Dianne Feinstein has, with Republican Robert Bennett, introduced perhaps the worst bill yet drafted on the issue of electronic voting. Meet S.3212, the Bipartisan Electronic Voting Reform Act.
S.3212 does not require a voter-verified paper record, paper ballot, or paper anything. The bill allows "independent records" of ballots which could be electronic, audio, video, pictorial, or "other independently produced record." The bill is so crappily written that it seems these independent records don't necessarily have to be seen by the voter before she casts her ballot.

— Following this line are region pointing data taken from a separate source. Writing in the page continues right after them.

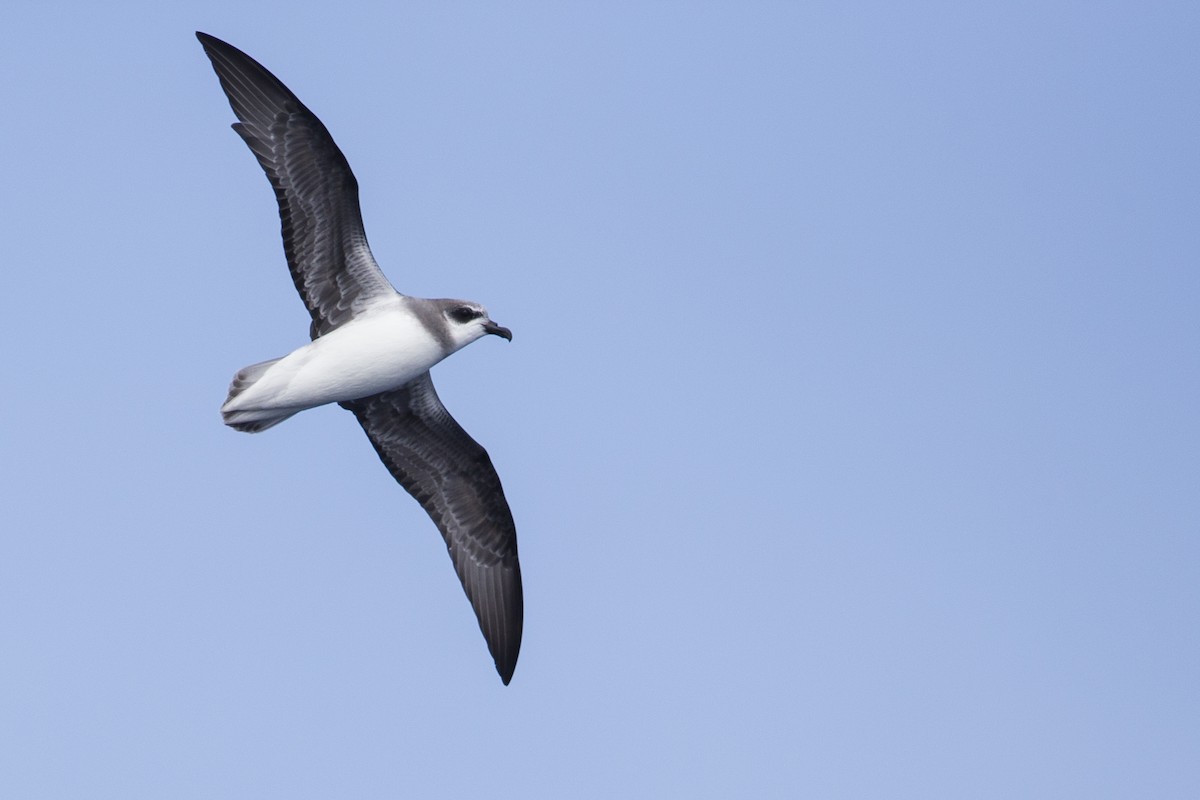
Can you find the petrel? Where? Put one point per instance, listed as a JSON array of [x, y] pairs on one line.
[[371, 348]]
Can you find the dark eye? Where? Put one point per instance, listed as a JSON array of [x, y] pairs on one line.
[[463, 314]]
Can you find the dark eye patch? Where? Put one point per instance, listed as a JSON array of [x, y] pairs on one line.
[[463, 314]]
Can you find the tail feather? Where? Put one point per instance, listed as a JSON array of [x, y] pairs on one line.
[[252, 420]]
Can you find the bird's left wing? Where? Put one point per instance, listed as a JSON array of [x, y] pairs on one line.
[[322, 223]]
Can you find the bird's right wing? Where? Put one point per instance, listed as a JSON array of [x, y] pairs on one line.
[[453, 477], [327, 247]]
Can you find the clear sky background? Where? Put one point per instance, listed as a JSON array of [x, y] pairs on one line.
[[850, 422]]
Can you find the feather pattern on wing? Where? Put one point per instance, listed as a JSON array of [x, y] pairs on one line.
[[323, 236], [453, 477]]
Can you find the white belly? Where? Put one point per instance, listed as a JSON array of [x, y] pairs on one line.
[[372, 354]]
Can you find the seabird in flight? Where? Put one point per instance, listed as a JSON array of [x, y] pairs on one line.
[[371, 348]]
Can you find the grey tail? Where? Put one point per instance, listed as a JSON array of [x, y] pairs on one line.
[[252, 420]]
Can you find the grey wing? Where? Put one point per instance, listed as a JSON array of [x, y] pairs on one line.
[[453, 477], [327, 247]]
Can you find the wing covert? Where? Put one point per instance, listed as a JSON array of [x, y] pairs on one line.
[[318, 196], [453, 477]]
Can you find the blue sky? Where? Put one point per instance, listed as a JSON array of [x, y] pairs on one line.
[[850, 421]]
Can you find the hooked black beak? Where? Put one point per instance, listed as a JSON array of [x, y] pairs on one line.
[[498, 330]]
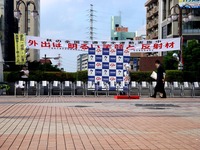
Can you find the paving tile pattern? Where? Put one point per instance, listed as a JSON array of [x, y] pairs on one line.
[[87, 123]]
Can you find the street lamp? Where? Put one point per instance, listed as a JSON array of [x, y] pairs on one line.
[[181, 17], [17, 12]]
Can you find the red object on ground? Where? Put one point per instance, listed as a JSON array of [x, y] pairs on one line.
[[127, 97]]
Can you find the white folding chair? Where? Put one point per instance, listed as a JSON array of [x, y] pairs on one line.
[[196, 89], [67, 87], [187, 90], [134, 88], [168, 89], [89, 88], [102, 87], [112, 88], [79, 88], [176, 89], [44, 88], [20, 85], [32, 88], [144, 88], [56, 88]]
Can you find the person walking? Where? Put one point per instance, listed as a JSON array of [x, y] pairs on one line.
[[160, 81]]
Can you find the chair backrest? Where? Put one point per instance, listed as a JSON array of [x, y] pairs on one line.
[[196, 84], [175, 84], [56, 83], [20, 84], [90, 84], [167, 84], [32, 83], [112, 84], [144, 84], [186, 85], [103, 84], [79, 83], [153, 83], [67, 83], [133, 84], [45, 83]]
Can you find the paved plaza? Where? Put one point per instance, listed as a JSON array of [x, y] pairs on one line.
[[89, 123]]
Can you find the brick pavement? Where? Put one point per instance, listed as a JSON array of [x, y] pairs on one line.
[[89, 123]]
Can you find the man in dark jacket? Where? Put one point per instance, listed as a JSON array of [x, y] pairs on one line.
[[160, 81]]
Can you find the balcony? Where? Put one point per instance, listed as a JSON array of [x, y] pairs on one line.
[[148, 37], [155, 22], [155, 35], [155, 10], [149, 14], [191, 31]]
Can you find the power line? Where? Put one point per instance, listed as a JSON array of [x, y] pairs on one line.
[[91, 29]]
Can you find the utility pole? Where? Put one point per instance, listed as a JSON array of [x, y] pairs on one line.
[[91, 15]]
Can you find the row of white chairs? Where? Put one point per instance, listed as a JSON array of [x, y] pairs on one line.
[[174, 89]]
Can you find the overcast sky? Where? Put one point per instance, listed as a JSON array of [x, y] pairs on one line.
[[69, 19]]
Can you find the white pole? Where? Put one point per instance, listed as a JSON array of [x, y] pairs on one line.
[[1, 64]]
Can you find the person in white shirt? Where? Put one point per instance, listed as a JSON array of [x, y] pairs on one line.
[[128, 70]]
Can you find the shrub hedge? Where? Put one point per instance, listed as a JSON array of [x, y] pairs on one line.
[[171, 75]]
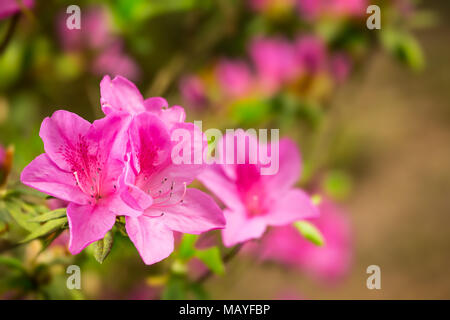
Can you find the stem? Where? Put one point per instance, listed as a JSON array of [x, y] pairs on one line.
[[227, 258], [9, 32]]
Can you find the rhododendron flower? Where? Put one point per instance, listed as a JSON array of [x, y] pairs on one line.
[[328, 262], [81, 165], [255, 201], [234, 77], [10, 7], [193, 91], [157, 187], [274, 60], [153, 183], [311, 53], [340, 66]]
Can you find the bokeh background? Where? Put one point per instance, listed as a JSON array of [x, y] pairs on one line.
[[377, 143]]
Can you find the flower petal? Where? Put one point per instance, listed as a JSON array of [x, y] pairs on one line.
[[239, 228], [155, 104], [61, 134], [119, 95], [295, 205], [43, 175], [289, 167], [87, 224], [151, 237], [218, 183], [196, 214]]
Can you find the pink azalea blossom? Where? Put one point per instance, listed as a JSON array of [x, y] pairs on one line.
[[81, 165], [311, 53], [193, 91], [330, 262], [154, 184], [254, 201], [11, 7], [234, 77], [275, 62], [340, 66]]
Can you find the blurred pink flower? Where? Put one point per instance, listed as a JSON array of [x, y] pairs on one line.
[[81, 165], [10, 7], [234, 77], [311, 53], [255, 201], [267, 5], [340, 67], [330, 262], [193, 91], [152, 183], [275, 62]]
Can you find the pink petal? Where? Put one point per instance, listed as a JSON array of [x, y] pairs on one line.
[[155, 104], [240, 228], [61, 133], [151, 237], [196, 214], [132, 195], [289, 167], [120, 95], [43, 175], [223, 188], [295, 205], [87, 224]]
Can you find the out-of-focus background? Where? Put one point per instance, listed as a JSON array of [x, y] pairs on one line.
[[376, 143]]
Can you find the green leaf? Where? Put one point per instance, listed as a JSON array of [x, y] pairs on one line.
[[46, 229], [12, 263], [405, 47], [21, 213], [176, 289], [51, 215], [212, 258], [310, 232], [187, 249], [103, 247], [338, 184]]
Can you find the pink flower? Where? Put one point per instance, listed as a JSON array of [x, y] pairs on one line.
[[81, 165], [94, 33], [193, 91], [11, 7], [2, 155], [330, 262], [255, 201], [275, 62], [234, 77], [311, 53], [340, 66], [153, 183]]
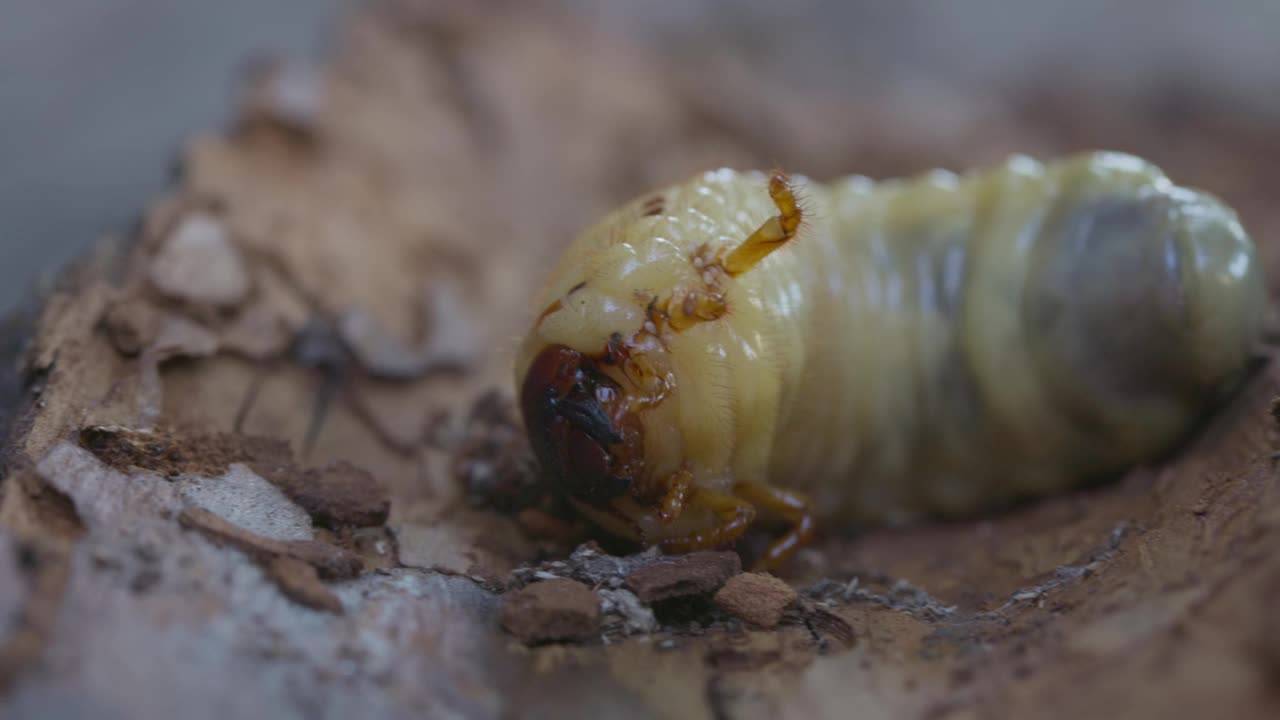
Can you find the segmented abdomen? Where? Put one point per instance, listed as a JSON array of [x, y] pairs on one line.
[[961, 341]]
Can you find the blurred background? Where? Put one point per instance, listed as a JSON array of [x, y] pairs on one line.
[[97, 98]]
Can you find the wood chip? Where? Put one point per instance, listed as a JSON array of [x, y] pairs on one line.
[[684, 575], [200, 264], [552, 610]]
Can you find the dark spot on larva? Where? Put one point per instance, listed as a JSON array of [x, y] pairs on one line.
[[551, 309]]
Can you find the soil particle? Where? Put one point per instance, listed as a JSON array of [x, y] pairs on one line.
[[757, 597], [684, 575], [338, 495], [301, 582], [552, 610]]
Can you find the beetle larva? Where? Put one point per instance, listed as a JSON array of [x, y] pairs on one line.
[[928, 346]]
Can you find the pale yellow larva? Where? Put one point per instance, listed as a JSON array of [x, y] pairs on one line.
[[935, 345]]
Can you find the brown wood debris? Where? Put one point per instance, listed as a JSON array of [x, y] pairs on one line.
[[261, 458]]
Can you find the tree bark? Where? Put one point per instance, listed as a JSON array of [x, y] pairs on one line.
[[261, 460]]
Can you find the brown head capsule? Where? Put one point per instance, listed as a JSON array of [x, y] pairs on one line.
[[931, 346]]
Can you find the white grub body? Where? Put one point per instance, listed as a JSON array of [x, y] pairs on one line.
[[937, 345]]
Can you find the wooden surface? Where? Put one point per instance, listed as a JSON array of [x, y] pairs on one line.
[[261, 460]]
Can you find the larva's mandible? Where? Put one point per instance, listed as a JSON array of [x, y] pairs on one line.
[[935, 345]]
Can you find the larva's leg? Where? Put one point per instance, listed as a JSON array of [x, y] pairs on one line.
[[735, 515], [773, 233], [794, 507], [679, 487]]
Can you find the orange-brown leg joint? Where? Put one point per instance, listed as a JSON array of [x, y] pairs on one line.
[[679, 487], [794, 507], [773, 233], [735, 516]]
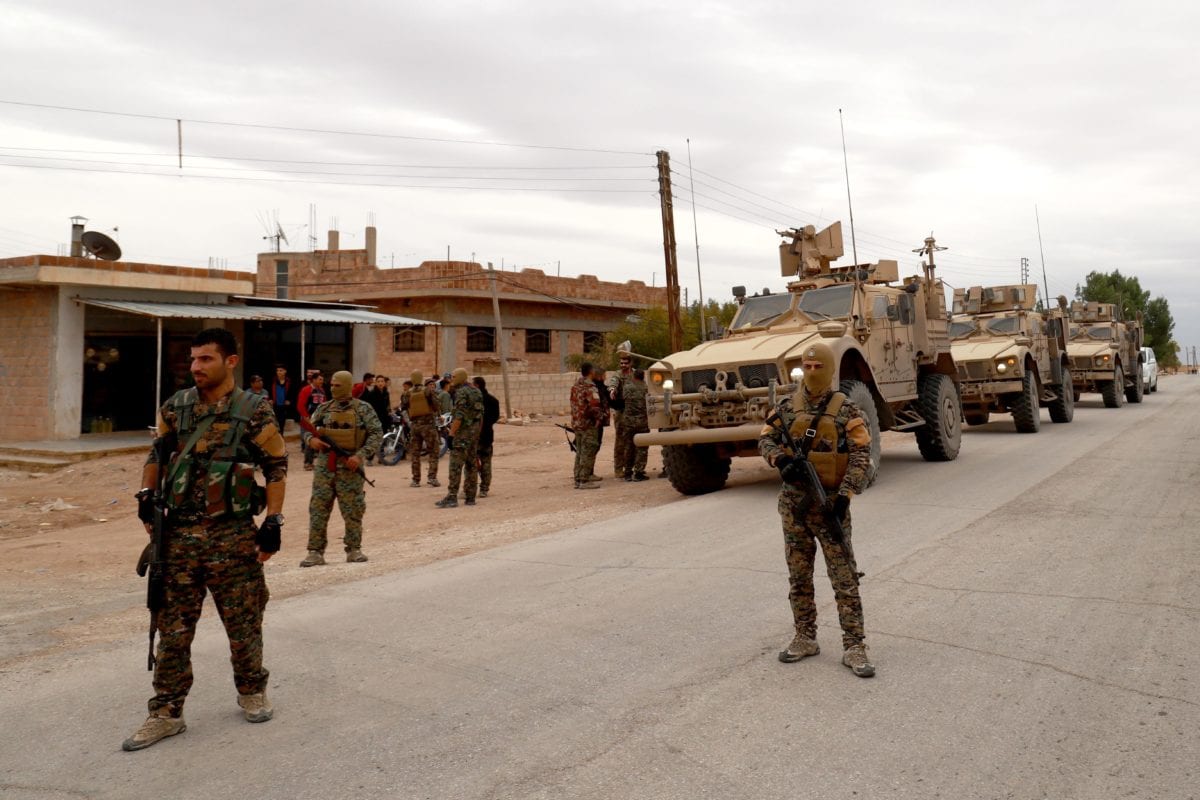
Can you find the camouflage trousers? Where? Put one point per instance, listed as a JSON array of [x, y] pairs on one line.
[[424, 439], [221, 559], [484, 453], [804, 527], [587, 443], [629, 458], [345, 485], [462, 459]]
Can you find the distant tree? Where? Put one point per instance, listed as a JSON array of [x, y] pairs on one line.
[[1127, 293]]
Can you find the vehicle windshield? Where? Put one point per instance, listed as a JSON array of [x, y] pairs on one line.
[[1005, 325], [961, 330], [831, 302], [761, 310]]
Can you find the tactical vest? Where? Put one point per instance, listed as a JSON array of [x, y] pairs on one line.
[[829, 453], [418, 403], [229, 485], [341, 426]]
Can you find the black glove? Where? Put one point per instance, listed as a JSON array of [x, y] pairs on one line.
[[839, 505], [269, 534], [789, 469], [145, 505]]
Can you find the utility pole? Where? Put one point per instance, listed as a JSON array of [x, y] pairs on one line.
[[501, 342], [669, 251]]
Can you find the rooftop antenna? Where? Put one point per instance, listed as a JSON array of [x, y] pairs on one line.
[[1043, 253], [845, 161], [695, 230]]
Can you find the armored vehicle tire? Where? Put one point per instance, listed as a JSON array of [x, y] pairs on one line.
[[861, 396], [1026, 411], [1063, 408], [695, 469], [1134, 394], [937, 401], [1114, 391]]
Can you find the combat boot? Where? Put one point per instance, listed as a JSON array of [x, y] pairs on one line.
[[256, 707], [157, 727], [856, 659], [802, 647]]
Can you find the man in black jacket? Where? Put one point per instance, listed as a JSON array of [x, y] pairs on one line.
[[486, 435]]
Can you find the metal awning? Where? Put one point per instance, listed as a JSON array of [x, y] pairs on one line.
[[316, 313]]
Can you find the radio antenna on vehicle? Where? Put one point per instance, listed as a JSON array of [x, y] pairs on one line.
[[845, 161]]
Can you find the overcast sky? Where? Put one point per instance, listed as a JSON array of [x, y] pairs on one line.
[[960, 120]]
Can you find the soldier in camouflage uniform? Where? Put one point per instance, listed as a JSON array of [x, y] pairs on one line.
[[216, 435], [421, 405], [616, 384], [468, 416], [840, 452], [586, 416], [633, 421], [354, 427]]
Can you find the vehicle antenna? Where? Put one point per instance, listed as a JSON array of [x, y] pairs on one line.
[[1045, 283], [845, 161]]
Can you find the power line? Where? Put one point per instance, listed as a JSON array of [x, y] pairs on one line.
[[321, 131]]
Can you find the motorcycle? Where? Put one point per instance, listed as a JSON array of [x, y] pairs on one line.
[[395, 440]]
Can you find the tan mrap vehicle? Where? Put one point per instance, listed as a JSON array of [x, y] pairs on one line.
[[708, 404], [1105, 353], [1012, 359]]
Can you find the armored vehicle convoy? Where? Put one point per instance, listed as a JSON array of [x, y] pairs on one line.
[[708, 403], [1105, 353], [1012, 359]]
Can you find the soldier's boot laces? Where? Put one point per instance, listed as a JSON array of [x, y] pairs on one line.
[[157, 727], [802, 647], [856, 659], [256, 708]]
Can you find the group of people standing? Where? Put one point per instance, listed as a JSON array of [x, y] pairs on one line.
[[598, 398]]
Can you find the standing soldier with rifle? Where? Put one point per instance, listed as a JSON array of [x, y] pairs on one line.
[[197, 501], [341, 432], [819, 441]]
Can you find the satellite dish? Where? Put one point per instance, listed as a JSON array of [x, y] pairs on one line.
[[101, 246]]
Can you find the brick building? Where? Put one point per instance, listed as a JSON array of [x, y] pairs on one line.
[[544, 318]]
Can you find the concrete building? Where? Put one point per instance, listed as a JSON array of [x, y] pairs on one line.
[[94, 346], [544, 318]]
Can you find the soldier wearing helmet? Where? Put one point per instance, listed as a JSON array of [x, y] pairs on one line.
[[838, 444]]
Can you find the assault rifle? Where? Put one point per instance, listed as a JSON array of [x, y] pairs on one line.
[[570, 441], [306, 423], [811, 485], [153, 561]]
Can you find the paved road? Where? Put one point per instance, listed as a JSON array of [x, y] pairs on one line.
[[1031, 607]]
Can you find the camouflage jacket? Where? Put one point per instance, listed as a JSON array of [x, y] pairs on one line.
[[468, 407], [261, 444], [585, 404], [634, 394], [366, 420], [852, 434]]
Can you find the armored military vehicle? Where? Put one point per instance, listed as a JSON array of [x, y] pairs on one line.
[[1012, 359], [1105, 353], [708, 404]]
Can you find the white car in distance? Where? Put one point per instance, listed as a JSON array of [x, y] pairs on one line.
[[1149, 371]]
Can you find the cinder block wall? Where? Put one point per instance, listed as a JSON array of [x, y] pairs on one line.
[[27, 362], [535, 394]]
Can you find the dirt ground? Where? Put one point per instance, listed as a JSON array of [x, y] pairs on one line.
[[69, 540]]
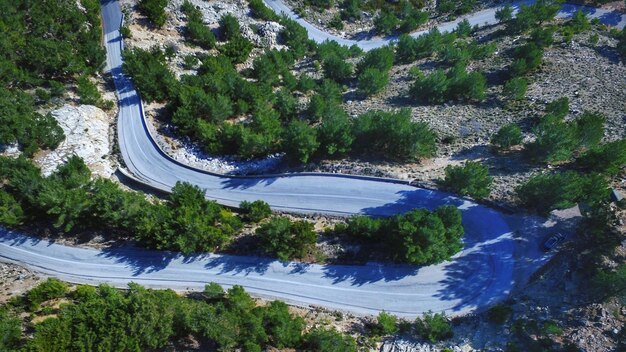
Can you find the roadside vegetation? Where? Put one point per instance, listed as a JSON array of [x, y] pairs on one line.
[[47, 47], [104, 318]]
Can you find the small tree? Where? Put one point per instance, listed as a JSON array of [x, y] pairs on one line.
[[255, 211], [286, 239], [507, 136], [470, 179], [504, 14], [433, 327], [300, 141]]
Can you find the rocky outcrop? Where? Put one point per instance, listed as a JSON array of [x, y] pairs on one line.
[[86, 131]]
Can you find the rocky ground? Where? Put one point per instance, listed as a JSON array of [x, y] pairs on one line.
[[87, 134], [15, 281]]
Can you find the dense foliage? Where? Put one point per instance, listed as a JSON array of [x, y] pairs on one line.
[[138, 319], [417, 237], [561, 190], [470, 179], [287, 239], [186, 222]]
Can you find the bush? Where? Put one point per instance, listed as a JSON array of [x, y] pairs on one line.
[[88, 92], [336, 68], [324, 340], [499, 313], [433, 327], [508, 136], [300, 141], [255, 211], [334, 134], [47, 290], [154, 10], [457, 83], [562, 190], [150, 73], [515, 88], [372, 81], [504, 14], [386, 22], [237, 49], [229, 27], [286, 239], [393, 135], [11, 213], [470, 179]]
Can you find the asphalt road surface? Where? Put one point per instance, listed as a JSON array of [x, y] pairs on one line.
[[484, 17], [483, 273]]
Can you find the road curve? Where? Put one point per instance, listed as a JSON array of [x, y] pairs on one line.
[[485, 17], [475, 278]]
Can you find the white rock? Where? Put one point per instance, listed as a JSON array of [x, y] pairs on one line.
[[86, 131]]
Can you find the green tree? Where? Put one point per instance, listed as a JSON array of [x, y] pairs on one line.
[[504, 14], [300, 141], [386, 324], [386, 22], [508, 136], [11, 213], [237, 49], [154, 10], [393, 135], [255, 211], [286, 239], [335, 133], [47, 290], [329, 340], [433, 327], [470, 179]]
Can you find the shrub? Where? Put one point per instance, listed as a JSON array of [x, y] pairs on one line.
[[507, 136], [515, 88], [300, 141], [237, 49], [336, 68], [255, 211], [499, 313], [386, 324], [504, 14], [11, 213], [562, 190], [470, 179], [286, 239], [433, 327], [393, 135], [47, 290], [372, 81], [386, 22], [335, 133]]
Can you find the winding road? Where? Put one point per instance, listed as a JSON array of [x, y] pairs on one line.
[[483, 273]]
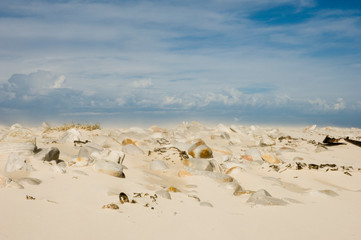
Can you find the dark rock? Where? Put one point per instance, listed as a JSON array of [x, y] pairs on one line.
[[52, 154]]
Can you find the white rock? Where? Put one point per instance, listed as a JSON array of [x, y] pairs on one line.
[[48, 154], [164, 194], [26, 147], [17, 162], [70, 136], [266, 141], [59, 168], [262, 197], [199, 164], [18, 139], [200, 150], [132, 149], [158, 165], [205, 204], [254, 153], [109, 168]]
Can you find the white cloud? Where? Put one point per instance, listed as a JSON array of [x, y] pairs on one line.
[[324, 105], [144, 83], [59, 82]]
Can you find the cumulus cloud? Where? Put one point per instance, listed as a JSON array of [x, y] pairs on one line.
[[324, 105], [144, 83], [59, 82]]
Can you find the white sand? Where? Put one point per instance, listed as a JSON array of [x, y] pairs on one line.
[[69, 205]]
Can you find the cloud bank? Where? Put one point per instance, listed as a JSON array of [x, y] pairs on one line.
[[180, 59]]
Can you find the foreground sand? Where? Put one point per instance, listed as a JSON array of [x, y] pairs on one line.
[[316, 189]]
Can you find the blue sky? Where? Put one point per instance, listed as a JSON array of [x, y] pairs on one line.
[[149, 62]]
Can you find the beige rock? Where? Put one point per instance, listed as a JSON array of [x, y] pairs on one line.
[[184, 173], [270, 158], [200, 150]]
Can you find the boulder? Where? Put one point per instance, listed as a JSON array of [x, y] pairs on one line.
[[158, 165], [130, 147], [262, 197], [17, 162], [70, 136], [18, 139], [110, 168], [48, 154], [200, 150], [199, 164]]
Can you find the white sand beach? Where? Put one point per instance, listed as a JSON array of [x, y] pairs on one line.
[[190, 181]]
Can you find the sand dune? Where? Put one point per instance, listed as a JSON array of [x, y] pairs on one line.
[[190, 181]]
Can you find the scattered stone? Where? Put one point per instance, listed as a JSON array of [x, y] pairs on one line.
[[313, 166], [195, 197], [329, 192], [59, 167], [51, 154], [320, 148], [158, 165], [310, 128], [254, 153], [172, 189], [123, 198], [70, 136], [266, 141], [354, 142], [80, 143], [199, 164], [17, 162], [111, 206], [28, 197], [298, 159], [328, 141], [184, 173], [200, 150], [109, 168], [205, 204], [262, 197], [129, 147], [28, 180], [164, 194], [247, 157], [270, 158]]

The bill places a representative of the voting system industry on the federal committee that drafts voting system guidelines (not an unheard of practice in the federal government, but the voting system industry just ain't ready for this kind of role, to put it kindly).
Click here to sign VerifiedVoting.org's action alert opposing S.3212. More on the flip.
Feinstein's bill is an important development, because she is the chair of Senate Rules, the committee that has jurisdiction over federal election law. Her cosponsor Bennett is the committee's ranking Republican. Even if their bill goes nowhere in this Congress, in 2009 it could be the template for e-voting legislation. These two are likely to be the key Senators on election issues for some time to come. Tomorrow they will hold hearings on S.3212.
S.3212 is shockingly poor legislation in a number of ways. See Verified Voting's critique of the bill for more information. States don't have to do anything with the "independent records." States would have to perform an "audit" of federal election results, but they could use any procedures they want to do an audit, including a sample hand count of ballots, a reprint of electronic records from election night, or host a barn dance and call it an audit.
The bill restricts publication of trade secrets plus "other confidential commercial information." That language might choke off the future public disclosure of voting system reviews, like the California Top-to-Bottom review and the Ohio EVEREST study.
DiFi and Bennett need to know that this bill is a nonstarter. Sign the VerifiedVoting.org alert. Your message will go to your Senators plus all the members of the Rules Committee.
It's too late to see many jurisdictions change voting systems in time for the 2008 election. But next year, I think Congress is likely to do something to address electronic voting. That something could be a bill that increases the transparency of elections - or damages it severely.